La rééducation de l’être humain et la lobotomie du jugement

1 avril 2022 | Par Jacques Quintin | Culture, Philosophie, Société, vol. 20, no 2

L’idée de changer l’être humain n’est pas nouvelle. Tous les régimes totalitaires ont tenté l’expérience. Aujourd’hui, ce sont les idéologues. Que l’on pense aux idées véhiculées par le transhumanisme comme si la vie humaine ne pouvait qu’être un objet de manipulation selon notre goût du jour.  

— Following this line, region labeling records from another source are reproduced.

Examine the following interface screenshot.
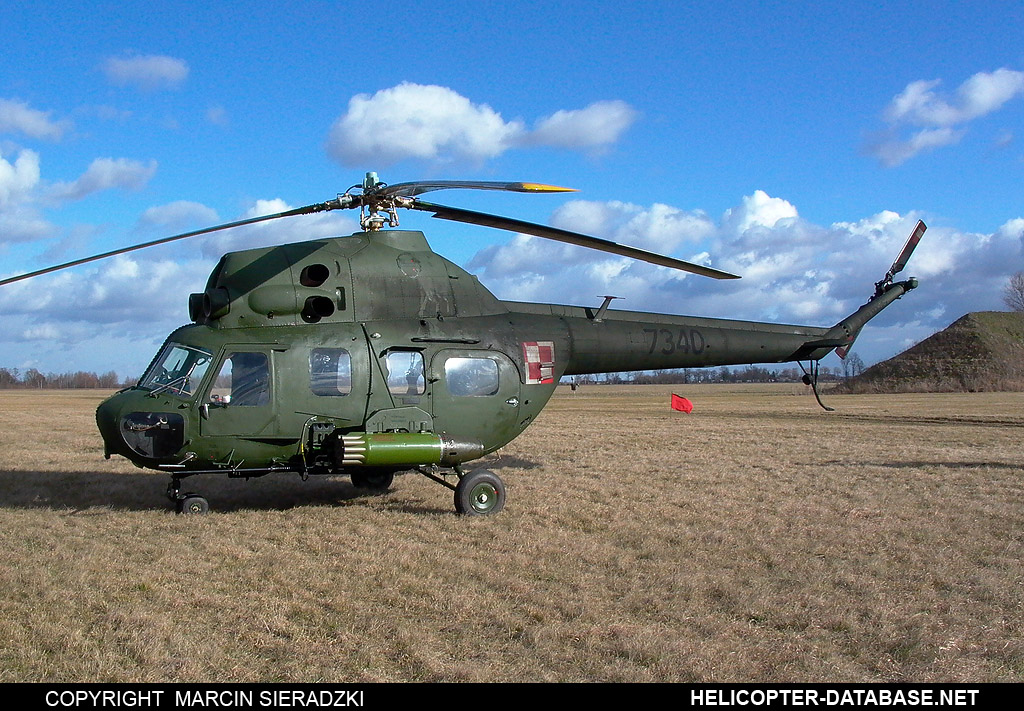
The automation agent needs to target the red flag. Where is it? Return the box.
[672,392,693,414]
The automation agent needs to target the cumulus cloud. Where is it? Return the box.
[868,68,1024,167]
[50,158,157,201]
[101,54,188,91]
[0,150,39,210]
[0,149,56,249]
[0,98,71,140]
[138,200,220,229]
[327,82,637,166]
[528,100,639,150]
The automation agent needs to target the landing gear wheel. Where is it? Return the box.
[352,471,394,492]
[177,494,210,514]
[455,469,505,516]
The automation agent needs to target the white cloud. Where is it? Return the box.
[722,191,799,233]
[328,83,523,165]
[0,98,71,140]
[327,82,637,166]
[50,158,157,200]
[102,54,188,90]
[0,149,39,205]
[206,106,228,126]
[138,200,220,229]
[868,68,1024,167]
[528,100,639,149]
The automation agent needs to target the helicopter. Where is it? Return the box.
[0,173,926,515]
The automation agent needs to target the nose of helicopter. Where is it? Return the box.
[96,390,185,466]
[96,392,125,459]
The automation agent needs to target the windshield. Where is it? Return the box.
[138,343,213,396]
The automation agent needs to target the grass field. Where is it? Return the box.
[0,385,1024,682]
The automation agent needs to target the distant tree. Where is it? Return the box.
[843,353,864,378]
[1002,271,1024,311]
[25,368,46,388]
[0,368,22,387]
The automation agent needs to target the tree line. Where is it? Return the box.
[0,368,127,390]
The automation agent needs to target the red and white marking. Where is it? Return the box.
[522,341,555,385]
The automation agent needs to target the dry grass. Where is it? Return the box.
[0,385,1024,682]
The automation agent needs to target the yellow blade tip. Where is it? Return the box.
[519,182,578,193]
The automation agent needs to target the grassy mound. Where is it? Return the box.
[841,311,1024,392]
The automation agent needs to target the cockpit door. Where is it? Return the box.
[430,348,520,450]
[200,345,276,436]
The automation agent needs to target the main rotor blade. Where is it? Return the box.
[0,198,333,287]
[889,220,928,277]
[380,180,577,198]
[410,201,739,279]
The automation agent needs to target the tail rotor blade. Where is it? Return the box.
[889,220,928,279]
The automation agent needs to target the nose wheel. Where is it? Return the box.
[455,469,505,516]
[167,478,210,514]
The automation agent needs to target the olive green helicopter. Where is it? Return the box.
[0,173,926,515]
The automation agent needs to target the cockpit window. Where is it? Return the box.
[210,352,270,408]
[385,350,426,395]
[138,343,213,396]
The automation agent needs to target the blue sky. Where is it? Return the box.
[0,0,1024,376]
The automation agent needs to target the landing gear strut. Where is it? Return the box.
[411,464,505,516]
[455,469,505,516]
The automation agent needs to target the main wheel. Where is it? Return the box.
[352,471,394,492]
[455,469,505,516]
[178,494,210,514]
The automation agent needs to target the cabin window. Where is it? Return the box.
[385,350,426,395]
[309,348,352,396]
[444,358,499,398]
[210,352,270,408]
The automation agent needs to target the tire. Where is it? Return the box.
[178,494,210,515]
[455,469,505,516]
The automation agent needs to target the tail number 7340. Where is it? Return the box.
[643,328,706,356]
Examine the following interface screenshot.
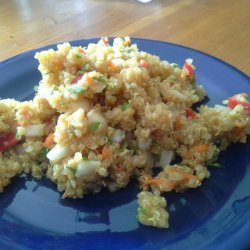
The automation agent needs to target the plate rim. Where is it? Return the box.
[0,36,250,249]
[0,36,250,79]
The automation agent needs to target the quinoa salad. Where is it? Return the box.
[0,37,250,228]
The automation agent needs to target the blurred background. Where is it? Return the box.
[0,0,250,75]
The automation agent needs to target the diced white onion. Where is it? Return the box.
[68,98,91,113]
[112,58,124,66]
[159,150,174,168]
[87,109,106,128]
[171,89,187,101]
[25,124,46,137]
[90,82,106,93]
[111,129,125,143]
[214,104,231,112]
[47,144,70,162]
[76,160,101,178]
[138,138,152,150]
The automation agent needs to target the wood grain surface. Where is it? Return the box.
[0,0,250,75]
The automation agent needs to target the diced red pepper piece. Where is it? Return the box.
[0,132,19,152]
[71,74,83,83]
[185,108,197,118]
[183,62,194,77]
[101,37,109,46]
[227,96,250,111]
[78,48,85,54]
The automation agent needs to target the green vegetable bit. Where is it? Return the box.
[90,122,101,132]
[37,148,49,161]
[75,54,82,59]
[121,102,130,110]
[67,86,84,94]
[170,63,180,68]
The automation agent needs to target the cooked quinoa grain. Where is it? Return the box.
[0,37,250,228]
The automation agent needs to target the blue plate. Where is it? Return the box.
[0,39,250,250]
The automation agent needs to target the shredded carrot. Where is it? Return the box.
[86,76,94,85]
[78,48,85,54]
[17,121,27,127]
[185,108,197,118]
[43,133,55,148]
[102,147,111,160]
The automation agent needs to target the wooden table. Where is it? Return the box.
[0,0,250,75]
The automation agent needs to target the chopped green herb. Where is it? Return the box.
[90,122,101,132]
[208,162,222,168]
[93,76,106,83]
[34,85,38,92]
[168,75,176,81]
[37,148,49,161]
[170,63,180,68]
[66,165,76,175]
[75,54,82,59]
[121,102,130,110]
[67,86,84,94]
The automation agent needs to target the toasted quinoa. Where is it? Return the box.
[0,37,249,228]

Il semble que maintenant, il en va de même avec la culture. On tente d’épurer la culture de toute trace du Mal. Une culture sans ambiguïté, sans contradiction, voilà le rêve. On voudrait une culture lisse et stérilisée où, justement, on aurait éliminé toutes les formes possibles de la diversité et de l’altérité; et cela bizarrement au nom du respect de l’autre! Comme si un livre n’était pas avant tout un dialogue avec une autre culture. Même Platon, ce grand philosophe de la Grèce antique, désirait écarter les poètes de la cité au prétexte que ceux-ci ne donnaient pas une image très reluisante des dieux. On prend les choses et les mots au pied de la lettre sans faire appel à l’esprit et à l’intelligence. 

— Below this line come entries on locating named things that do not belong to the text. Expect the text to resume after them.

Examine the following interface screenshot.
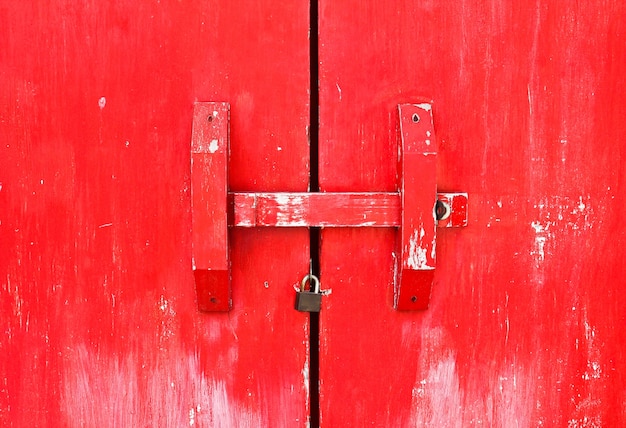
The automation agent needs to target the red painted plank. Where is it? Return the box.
[230,193,401,227]
[191,102,232,311]
[394,103,437,310]
[0,0,310,428]
[228,192,467,227]
[319,0,626,427]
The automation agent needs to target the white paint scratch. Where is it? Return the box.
[407,227,434,270]
[209,140,220,153]
[417,103,433,111]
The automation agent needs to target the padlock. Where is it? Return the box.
[296,274,322,312]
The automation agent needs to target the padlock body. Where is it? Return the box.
[296,291,322,312]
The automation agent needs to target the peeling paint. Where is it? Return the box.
[209,140,220,153]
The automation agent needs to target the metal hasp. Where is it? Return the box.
[191,102,467,311]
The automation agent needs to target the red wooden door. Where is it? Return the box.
[0,0,309,427]
[0,0,626,427]
[319,0,626,427]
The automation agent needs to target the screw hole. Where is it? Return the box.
[435,201,451,220]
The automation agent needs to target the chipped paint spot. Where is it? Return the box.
[209,140,220,153]
[407,227,434,270]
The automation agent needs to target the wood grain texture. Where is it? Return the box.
[0,0,309,428]
[319,0,626,427]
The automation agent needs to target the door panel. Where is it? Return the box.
[0,0,309,427]
[319,0,626,427]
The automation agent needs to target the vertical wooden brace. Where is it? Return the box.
[191,102,232,311]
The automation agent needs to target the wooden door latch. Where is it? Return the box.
[191,102,468,311]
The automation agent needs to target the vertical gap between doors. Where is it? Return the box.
[309,0,323,428]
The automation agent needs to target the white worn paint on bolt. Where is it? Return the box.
[407,227,434,270]
[530,221,549,262]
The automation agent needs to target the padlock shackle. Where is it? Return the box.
[300,274,320,294]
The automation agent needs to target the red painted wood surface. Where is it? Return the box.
[319,0,626,428]
[0,0,309,428]
[191,102,232,312]
[394,103,437,311]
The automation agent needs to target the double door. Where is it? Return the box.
[0,0,626,427]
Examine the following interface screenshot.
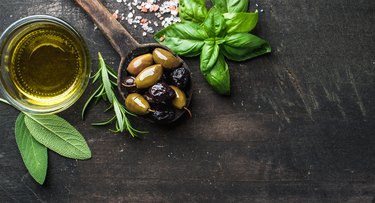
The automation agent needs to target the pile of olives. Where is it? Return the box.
[122,48,191,123]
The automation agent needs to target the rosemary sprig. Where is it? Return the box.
[82,52,147,137]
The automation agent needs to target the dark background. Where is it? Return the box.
[0,0,375,202]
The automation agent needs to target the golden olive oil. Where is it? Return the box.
[8,22,87,105]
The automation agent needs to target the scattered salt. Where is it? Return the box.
[113,0,181,36]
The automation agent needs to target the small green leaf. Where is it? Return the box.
[154,21,208,57]
[211,0,249,13]
[98,52,115,103]
[113,100,125,132]
[81,84,103,120]
[223,11,258,34]
[15,113,48,185]
[202,7,226,37]
[200,41,219,74]
[25,114,91,160]
[179,0,207,23]
[205,54,230,95]
[220,33,271,61]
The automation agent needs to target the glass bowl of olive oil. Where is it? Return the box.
[0,15,90,114]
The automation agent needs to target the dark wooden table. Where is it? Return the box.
[0,0,375,202]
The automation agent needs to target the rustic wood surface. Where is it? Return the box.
[0,0,375,202]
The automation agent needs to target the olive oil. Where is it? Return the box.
[8,22,87,106]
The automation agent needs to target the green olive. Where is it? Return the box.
[125,93,150,115]
[152,48,182,69]
[126,54,154,76]
[134,64,163,89]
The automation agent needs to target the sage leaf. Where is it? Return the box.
[221,33,271,61]
[223,11,258,34]
[179,0,207,23]
[205,54,230,95]
[15,113,48,185]
[202,7,226,37]
[200,41,220,74]
[25,114,91,160]
[211,0,249,13]
[154,21,208,57]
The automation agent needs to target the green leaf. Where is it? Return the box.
[211,0,249,13]
[200,41,220,74]
[220,33,271,61]
[154,21,208,57]
[98,52,115,103]
[223,11,258,34]
[202,7,226,37]
[205,54,230,95]
[25,114,91,160]
[179,0,207,23]
[15,113,48,185]
[113,100,125,132]
[81,84,103,120]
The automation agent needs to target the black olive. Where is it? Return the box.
[146,82,176,103]
[151,105,176,123]
[122,76,137,93]
[170,67,190,89]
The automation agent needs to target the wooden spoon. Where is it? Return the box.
[75,0,192,123]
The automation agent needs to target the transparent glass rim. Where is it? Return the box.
[0,15,91,114]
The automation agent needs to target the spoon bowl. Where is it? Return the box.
[75,0,192,124]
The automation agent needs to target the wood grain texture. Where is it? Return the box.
[0,0,375,202]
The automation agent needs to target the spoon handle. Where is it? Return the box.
[75,0,140,59]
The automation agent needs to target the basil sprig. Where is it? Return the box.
[154,0,271,95]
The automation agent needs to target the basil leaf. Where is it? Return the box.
[221,33,271,61]
[202,7,225,37]
[205,54,230,95]
[154,21,208,57]
[179,0,207,23]
[200,41,219,74]
[15,113,48,185]
[211,0,249,13]
[25,114,91,159]
[223,12,258,34]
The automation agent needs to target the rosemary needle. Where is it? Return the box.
[82,52,147,137]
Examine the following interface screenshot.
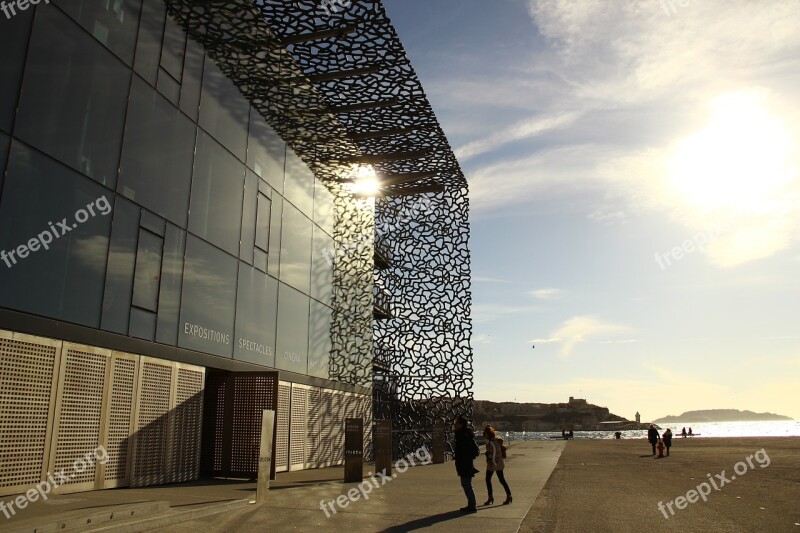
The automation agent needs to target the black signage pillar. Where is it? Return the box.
[344,418,364,483]
[431,424,444,464]
[375,420,392,476]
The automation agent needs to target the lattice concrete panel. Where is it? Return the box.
[273,381,292,472]
[169,365,204,483]
[131,359,172,487]
[0,331,60,495]
[104,354,138,488]
[289,385,308,470]
[49,343,111,492]
[202,372,230,476]
[231,374,277,475]
[306,387,325,468]
[159,0,473,453]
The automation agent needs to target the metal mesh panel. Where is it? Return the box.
[273,383,291,471]
[202,371,227,476]
[52,345,110,488]
[289,385,308,470]
[0,338,58,495]
[318,389,336,466]
[131,361,172,486]
[168,367,203,483]
[306,387,324,468]
[231,374,276,476]
[104,356,136,487]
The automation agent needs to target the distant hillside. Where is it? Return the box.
[654,409,794,424]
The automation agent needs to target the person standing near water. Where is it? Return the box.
[453,416,481,513]
[647,424,658,457]
[661,428,672,457]
[483,426,512,505]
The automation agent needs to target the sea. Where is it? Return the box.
[498,420,800,442]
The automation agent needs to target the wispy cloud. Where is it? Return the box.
[529,316,634,357]
[460,0,800,267]
[528,288,563,300]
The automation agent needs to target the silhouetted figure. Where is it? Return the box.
[483,426,511,505]
[647,424,658,457]
[661,428,672,457]
[453,416,481,513]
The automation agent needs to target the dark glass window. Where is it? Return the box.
[133,2,167,86]
[181,39,205,121]
[178,235,239,357]
[311,226,336,305]
[14,9,130,188]
[0,142,113,327]
[267,194,283,278]
[233,263,278,366]
[133,230,164,312]
[275,283,309,374]
[247,109,286,194]
[314,183,335,235]
[128,307,156,341]
[156,224,186,346]
[101,196,140,335]
[256,193,272,252]
[239,170,259,265]
[280,202,312,294]
[308,300,333,379]
[117,77,195,227]
[161,16,186,81]
[54,0,142,65]
[0,9,34,133]
[283,148,314,218]
[189,131,245,256]
[199,56,250,161]
[0,132,11,195]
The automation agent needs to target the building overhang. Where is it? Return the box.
[160,0,466,196]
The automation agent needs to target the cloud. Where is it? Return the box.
[529,316,631,357]
[528,288,562,300]
[460,0,800,268]
[455,111,580,162]
[472,276,511,283]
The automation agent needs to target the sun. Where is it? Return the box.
[669,90,796,215]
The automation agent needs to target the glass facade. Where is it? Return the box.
[0,0,354,386]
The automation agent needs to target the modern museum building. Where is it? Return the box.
[0,0,472,495]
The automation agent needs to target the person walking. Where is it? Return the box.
[661,428,672,457]
[454,416,481,513]
[483,426,512,505]
[647,424,658,457]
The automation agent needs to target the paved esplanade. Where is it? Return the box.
[162,441,564,533]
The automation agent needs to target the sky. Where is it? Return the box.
[384,0,800,421]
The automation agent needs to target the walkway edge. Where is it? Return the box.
[85,498,251,533]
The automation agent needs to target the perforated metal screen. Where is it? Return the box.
[0,331,205,496]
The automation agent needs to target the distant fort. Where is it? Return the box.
[474,396,647,431]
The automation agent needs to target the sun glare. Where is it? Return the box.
[670,91,795,214]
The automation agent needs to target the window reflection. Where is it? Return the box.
[15,9,131,188]
[117,77,195,228]
[0,142,111,327]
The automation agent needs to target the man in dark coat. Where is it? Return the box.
[454,416,481,513]
[647,424,658,457]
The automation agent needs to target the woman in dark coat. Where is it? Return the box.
[647,424,658,457]
[454,416,481,513]
[661,428,672,457]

Ce qui ne change pas, c’est que l’on pense agir au nom du Bien. L’éthique serait-elle devenue notre pire ennemi? Certainement, si on voit en celle-ci une manière d’exercer la censure. Comme le souligne Christian Rioux du journal Le Devoir, « ce nouvel ordre moral n’a d’autre ambition que de nous empêcher de penser ». À vouloir le Bien, on appauvrit la culture. On se retrouve avec une culture qui ne donne plus à penser. C’est une vulgaire marchandise dont on se départit immédiatement après son usage momentané. On oublie qu’une culture, c’est avant tout un travail que l’on effectue sur soi. C’est une tâche exigeante.  

En ce sens, une culture fait appel à notre jugement. Malheureusement, les puritains de ce monde croient qu’il faut protéger les gens de toutes impuretés comme s’ils n’étaient pas suffisamment intelligents. C’est sûrement vrai, car à force de soumettre notre culture à des régimes successifs de minceur, on en perd notre faculté d’exercer du discernement. Si nous en sommes rendus là, c’est bien parce qu’on ne cesse de rapetisser la culture à un simple objet de consommation. Le même constat s’impose avec la novlangue qui encourage à prendre les mots pour ce qu’ils disent au premier niveau.  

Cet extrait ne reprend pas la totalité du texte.